2. Ownership of proprietary data
Companies that accumulate proprietary data such as expert-labelled outcomes and real world feedback loops build an advantage that compounds over time and is hard to replicate from the outside. What makes this especially powerful is knowing not just that a decision was made, but what actually happened as a result. That kind of outcome data is rare, and a new entrant simply cannot conjure it.
3. Trust a solution earns from its users and other stakeholders
In complex industries, especially in mission critical and highly regulated ones such as healthcare, compliance and certifications are key to obtain customer trust and are among the hardest things for new entrants to replicate. This trust, from customers and regulators, requires years of real-world operation.
4. Ecosystems that are built around a software and its resulting network effects
Digital platforms tend to become more valuable as more participants join, whether those participants are users, developers, or in future even bots (so called AI agents). True network effects happen when more usage attracts more activity and contribution, and more contributions make the platform more useful for users. Ecosystem depth reinforces this. Once a customer has wired its adjacent systems and workflows around the platform, the platform becomes the connective tissue across the entire stack.

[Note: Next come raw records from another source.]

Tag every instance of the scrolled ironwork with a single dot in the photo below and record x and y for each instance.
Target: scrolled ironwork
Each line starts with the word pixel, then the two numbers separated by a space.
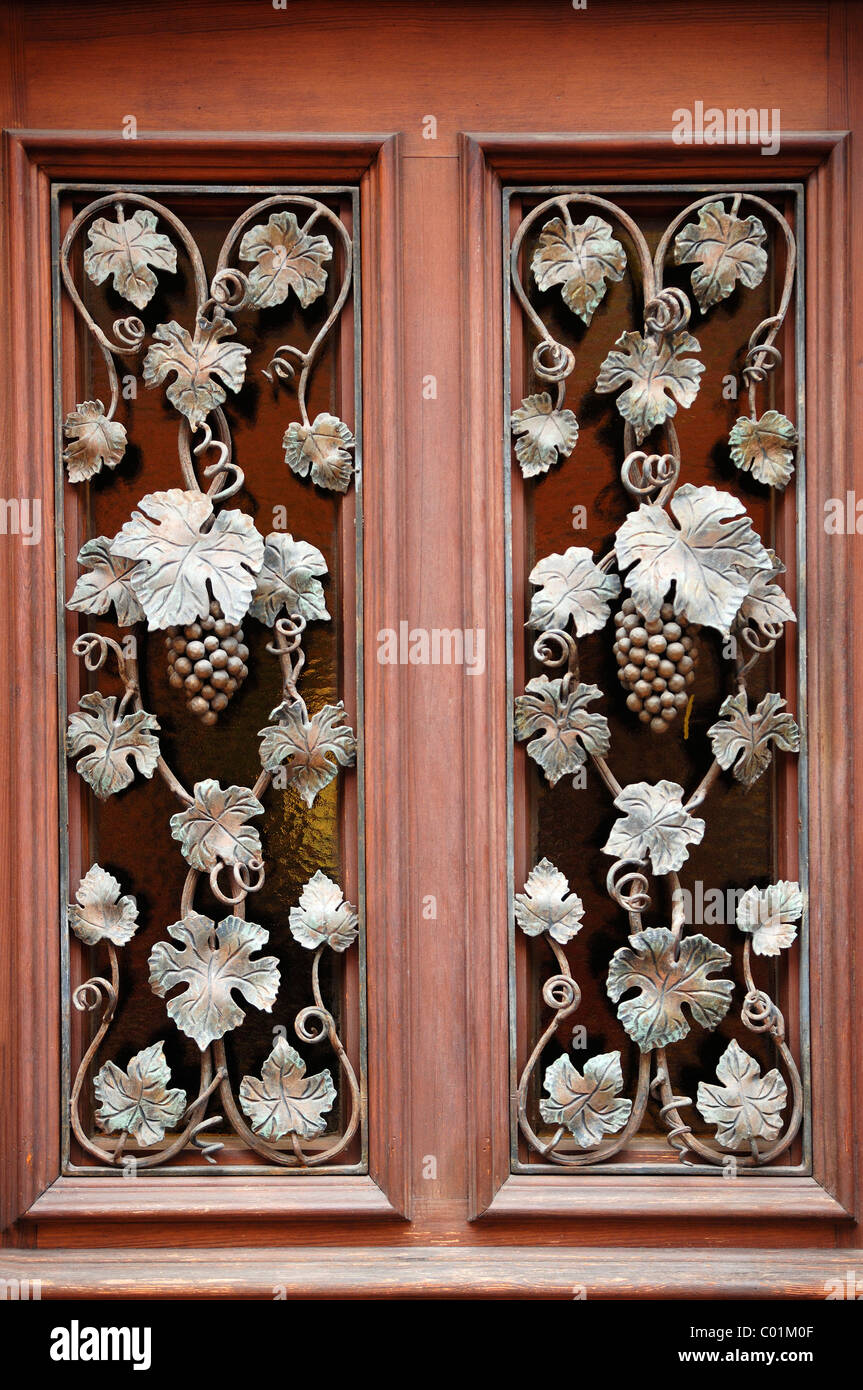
pixel 689 559
pixel 185 559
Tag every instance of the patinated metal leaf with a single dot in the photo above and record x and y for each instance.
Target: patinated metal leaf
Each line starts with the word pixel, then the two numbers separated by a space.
pixel 766 603
pixel 99 913
pixel 571 587
pixel 213 962
pixel 95 441
pixel 310 749
pixel 744 740
pixel 770 915
pixel 203 366
pixel 106 583
pixel 667 976
pixel 127 249
pixel 709 558
pixel 588 1104
pixel 581 259
pixel 213 829
pixel 324 918
pixel 658 374
pixel 286 581
pixel 655 826
pixel 181 549
pixel 114 744
pixel 321 449
pixel 723 249
pixel 746 1105
pixel 544 432
pixel 286 259
pixel 765 448
pixel 562 729
pixel 286 1101
pixel 138 1101
pixel 548 905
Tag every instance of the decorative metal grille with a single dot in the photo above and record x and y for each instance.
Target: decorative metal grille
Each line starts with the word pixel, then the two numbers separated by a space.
pixel 192 566
pixel 685 562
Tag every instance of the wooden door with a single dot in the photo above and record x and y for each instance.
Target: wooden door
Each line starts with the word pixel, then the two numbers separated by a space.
pixel 448 124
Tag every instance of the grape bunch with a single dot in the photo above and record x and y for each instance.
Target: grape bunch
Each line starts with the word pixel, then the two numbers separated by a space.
pixel 207 660
pixel 656 663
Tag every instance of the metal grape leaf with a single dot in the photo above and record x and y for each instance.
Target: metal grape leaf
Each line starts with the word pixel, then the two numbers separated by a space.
pixel 113 742
pixel 709 558
pixel 573 587
pixel 127 249
pixel 566 731
pixel 323 918
pixel 286 580
pixel 659 377
pixel 723 249
pixel 548 905
pixel 286 260
pixel 664 983
pixel 213 962
pixel 769 913
pixel 99 913
pixel 744 741
pixel 138 1101
pixel 286 1101
pixel 580 257
pixel 545 434
pixel 588 1104
pixel 655 826
pixel 181 549
pixel 309 748
pixel 106 583
pixel 765 448
pixel 203 366
pixel 321 448
pixel 766 603
pixel 95 441
pixel 746 1105
pixel 213 829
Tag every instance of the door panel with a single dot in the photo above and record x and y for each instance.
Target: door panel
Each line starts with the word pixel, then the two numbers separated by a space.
pixel 437 452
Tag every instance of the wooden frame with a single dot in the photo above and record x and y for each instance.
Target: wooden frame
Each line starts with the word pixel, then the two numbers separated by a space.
pixel 507 1236
pixel 32 1186
pixel 822 160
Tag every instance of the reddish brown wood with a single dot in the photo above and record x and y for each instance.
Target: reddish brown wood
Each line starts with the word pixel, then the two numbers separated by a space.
pixel 434 555
pixel 430 1272
pixel 822 160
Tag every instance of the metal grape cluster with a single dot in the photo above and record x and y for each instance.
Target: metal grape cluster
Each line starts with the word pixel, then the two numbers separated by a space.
pixel 192 567
pixel 689 559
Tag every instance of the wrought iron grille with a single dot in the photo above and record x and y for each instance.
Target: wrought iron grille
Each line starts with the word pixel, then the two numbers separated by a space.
pixel 685 569
pixel 191 571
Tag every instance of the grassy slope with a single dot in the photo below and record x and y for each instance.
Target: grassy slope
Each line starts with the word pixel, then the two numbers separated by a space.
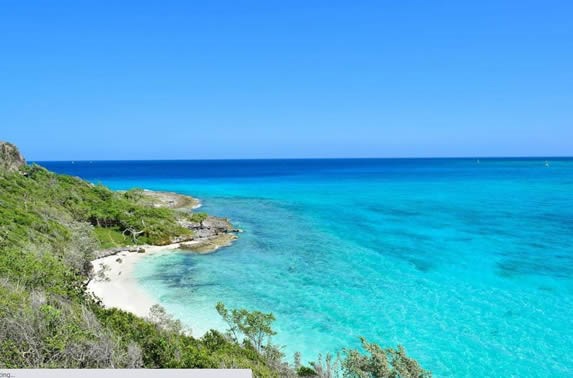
pixel 49 227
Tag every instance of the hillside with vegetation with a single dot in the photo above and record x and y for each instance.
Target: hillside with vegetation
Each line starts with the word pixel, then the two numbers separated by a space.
pixel 51 227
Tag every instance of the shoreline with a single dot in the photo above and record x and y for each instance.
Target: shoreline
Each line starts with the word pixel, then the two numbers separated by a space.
pixel 114 282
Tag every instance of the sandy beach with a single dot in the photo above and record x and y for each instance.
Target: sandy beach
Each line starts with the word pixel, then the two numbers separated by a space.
pixel 120 288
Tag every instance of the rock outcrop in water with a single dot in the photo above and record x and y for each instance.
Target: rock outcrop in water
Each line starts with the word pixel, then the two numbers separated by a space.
pixel 10 157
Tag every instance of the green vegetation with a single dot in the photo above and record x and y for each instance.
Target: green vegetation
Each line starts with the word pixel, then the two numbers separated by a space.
pixel 50 227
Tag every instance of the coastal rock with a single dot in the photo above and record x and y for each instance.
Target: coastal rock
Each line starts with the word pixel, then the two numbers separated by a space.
pixel 10 158
pixel 211 226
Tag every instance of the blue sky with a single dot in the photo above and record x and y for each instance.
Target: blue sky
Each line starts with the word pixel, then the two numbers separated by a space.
pixel 270 79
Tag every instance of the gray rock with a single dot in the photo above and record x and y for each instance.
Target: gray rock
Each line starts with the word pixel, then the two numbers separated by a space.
pixel 10 158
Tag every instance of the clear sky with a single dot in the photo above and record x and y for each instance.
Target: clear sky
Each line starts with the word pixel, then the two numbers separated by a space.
pixel 198 79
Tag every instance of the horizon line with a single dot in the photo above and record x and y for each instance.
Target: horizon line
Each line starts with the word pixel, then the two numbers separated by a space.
pixel 314 158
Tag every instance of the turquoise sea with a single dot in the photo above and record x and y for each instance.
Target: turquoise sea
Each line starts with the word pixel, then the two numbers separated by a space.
pixel 467 263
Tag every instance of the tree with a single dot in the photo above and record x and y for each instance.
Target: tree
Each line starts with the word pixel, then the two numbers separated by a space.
pixel 254 326
pixel 381 363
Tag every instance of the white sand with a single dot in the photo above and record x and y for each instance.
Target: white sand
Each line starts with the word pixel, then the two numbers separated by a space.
pixel 120 289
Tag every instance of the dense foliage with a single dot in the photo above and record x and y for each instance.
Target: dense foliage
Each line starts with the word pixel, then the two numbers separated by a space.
pixel 50 226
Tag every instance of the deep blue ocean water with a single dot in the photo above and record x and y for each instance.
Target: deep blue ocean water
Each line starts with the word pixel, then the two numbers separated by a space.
pixel 468 264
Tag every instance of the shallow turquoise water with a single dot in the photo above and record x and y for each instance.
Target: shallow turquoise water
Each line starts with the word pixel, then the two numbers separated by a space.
pixel 469 266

5. Controlling distribution
Companies with established customer bases, embedded distribution, and the scale to launch additional products faster than new single-product challengers can have a structural advantage that new entrants must spend time building first. A good product with great distribution may well beat a great product with weak distribution, and as AI lowers the cost of building new products, distribution becomes more valuable as bottlenecks may shift from product development to customer acquisition.
In concluding on the above, it is clear that successful challenger companies share some common DNA and mindsets. Firstly, they have a strong and unrelenting customer focus and, secondly, they strive constantly for operational improvement and advantage. Such companies will typically embrace AI precisely because they have more to gain than to lose.
1. Customer focus
In challenger companies, customer centricity tends to be deeply embedded in the culture and felt across the entire organisation. AI sharpens that edge. Those who truly understand their customers and embrace a ‘working backwards from the customer’ mindset are now able to ship new features faster, personalise experiences at scale, and close the gap between what a customer wants and what the software delivers, more efficiently and effectively than ever before.

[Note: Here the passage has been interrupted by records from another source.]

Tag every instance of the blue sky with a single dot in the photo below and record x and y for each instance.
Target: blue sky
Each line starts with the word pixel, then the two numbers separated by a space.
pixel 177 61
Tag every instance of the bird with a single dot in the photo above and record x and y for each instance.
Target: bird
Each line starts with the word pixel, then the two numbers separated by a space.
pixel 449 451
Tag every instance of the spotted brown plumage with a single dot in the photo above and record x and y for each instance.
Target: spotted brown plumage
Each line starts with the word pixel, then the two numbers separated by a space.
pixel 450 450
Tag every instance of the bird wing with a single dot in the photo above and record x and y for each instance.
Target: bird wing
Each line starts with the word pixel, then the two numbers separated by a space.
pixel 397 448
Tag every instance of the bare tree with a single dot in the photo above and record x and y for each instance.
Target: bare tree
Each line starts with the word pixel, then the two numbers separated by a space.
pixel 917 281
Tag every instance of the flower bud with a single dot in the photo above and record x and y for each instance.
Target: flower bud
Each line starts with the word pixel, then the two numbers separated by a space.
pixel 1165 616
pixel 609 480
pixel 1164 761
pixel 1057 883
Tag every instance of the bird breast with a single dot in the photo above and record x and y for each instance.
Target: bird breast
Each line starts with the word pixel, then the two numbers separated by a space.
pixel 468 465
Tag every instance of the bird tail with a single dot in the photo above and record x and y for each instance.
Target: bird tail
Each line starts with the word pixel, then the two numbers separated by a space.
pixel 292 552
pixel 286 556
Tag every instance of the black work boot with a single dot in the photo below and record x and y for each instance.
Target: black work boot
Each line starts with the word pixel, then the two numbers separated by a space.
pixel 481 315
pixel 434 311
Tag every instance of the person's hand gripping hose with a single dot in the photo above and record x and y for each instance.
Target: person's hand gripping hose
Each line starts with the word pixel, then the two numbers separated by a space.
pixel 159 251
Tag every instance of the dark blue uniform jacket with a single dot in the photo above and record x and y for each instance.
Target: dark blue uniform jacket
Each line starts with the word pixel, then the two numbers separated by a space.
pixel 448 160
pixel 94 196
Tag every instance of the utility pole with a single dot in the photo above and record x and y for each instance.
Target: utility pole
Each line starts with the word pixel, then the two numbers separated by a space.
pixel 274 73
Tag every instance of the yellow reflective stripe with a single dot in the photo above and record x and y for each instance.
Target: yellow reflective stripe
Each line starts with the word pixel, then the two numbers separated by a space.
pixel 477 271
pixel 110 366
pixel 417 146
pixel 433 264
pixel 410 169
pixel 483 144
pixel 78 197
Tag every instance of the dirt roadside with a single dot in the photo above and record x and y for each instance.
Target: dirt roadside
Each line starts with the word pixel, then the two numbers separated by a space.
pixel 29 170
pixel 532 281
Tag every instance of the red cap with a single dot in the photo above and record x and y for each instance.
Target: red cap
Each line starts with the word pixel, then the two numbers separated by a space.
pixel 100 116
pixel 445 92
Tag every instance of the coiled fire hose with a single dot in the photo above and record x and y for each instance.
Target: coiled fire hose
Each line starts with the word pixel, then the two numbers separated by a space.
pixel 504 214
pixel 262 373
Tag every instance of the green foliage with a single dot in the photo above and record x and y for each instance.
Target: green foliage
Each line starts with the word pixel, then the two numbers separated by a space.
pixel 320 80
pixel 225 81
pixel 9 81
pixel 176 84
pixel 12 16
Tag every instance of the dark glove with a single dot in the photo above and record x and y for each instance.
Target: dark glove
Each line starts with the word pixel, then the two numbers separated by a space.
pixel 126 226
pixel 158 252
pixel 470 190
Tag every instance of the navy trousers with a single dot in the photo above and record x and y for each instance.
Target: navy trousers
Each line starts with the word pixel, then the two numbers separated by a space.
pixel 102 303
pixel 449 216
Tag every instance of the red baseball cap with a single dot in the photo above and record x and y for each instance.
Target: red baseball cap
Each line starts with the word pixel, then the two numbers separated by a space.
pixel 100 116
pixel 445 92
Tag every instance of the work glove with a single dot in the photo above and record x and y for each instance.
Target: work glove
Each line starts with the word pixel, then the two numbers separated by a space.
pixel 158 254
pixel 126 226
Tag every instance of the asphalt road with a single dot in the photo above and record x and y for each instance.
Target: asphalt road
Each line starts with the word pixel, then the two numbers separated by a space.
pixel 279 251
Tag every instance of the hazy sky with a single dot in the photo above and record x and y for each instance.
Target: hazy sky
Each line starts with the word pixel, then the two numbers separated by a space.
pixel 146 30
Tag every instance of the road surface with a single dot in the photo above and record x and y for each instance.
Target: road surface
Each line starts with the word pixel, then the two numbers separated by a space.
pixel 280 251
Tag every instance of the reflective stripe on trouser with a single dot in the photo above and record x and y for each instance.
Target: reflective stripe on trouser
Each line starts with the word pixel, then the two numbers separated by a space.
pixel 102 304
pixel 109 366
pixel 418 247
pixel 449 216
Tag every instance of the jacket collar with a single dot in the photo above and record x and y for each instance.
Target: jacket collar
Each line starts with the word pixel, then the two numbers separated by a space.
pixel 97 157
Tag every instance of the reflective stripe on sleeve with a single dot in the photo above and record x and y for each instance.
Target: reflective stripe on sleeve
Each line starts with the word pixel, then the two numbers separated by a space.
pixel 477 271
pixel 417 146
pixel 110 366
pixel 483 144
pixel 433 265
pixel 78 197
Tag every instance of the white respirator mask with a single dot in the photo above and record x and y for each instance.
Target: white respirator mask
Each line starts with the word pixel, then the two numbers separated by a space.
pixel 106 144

2. Operational improvement
Challenger companies refuse to accept that the current way of doing things is good enough. They constantly question, challenge, and look for better ways to operate. Teams that were already pushing for efficiency gains will find AI to be a genuine multiplier for operational improvement: lower cost-to-serve, faster internal workflows, and human intelligence freed up for the work that benefits the most from it.
To benefit from the latest wave of technological change, companies will need to discern the signals in the noise and set clear and achievable priorities accordingly. Not all competitive moats may have moved as drastically as one may think, but the ways of broadening and deepening them have. The degree to which AI defines, shapes or enables business models varies – understanding that, moving quickly, and keeping the customer front of mind will define success. Now is the time to build the foundations that will continue to drive customer adoption, satisfaction and trust over time.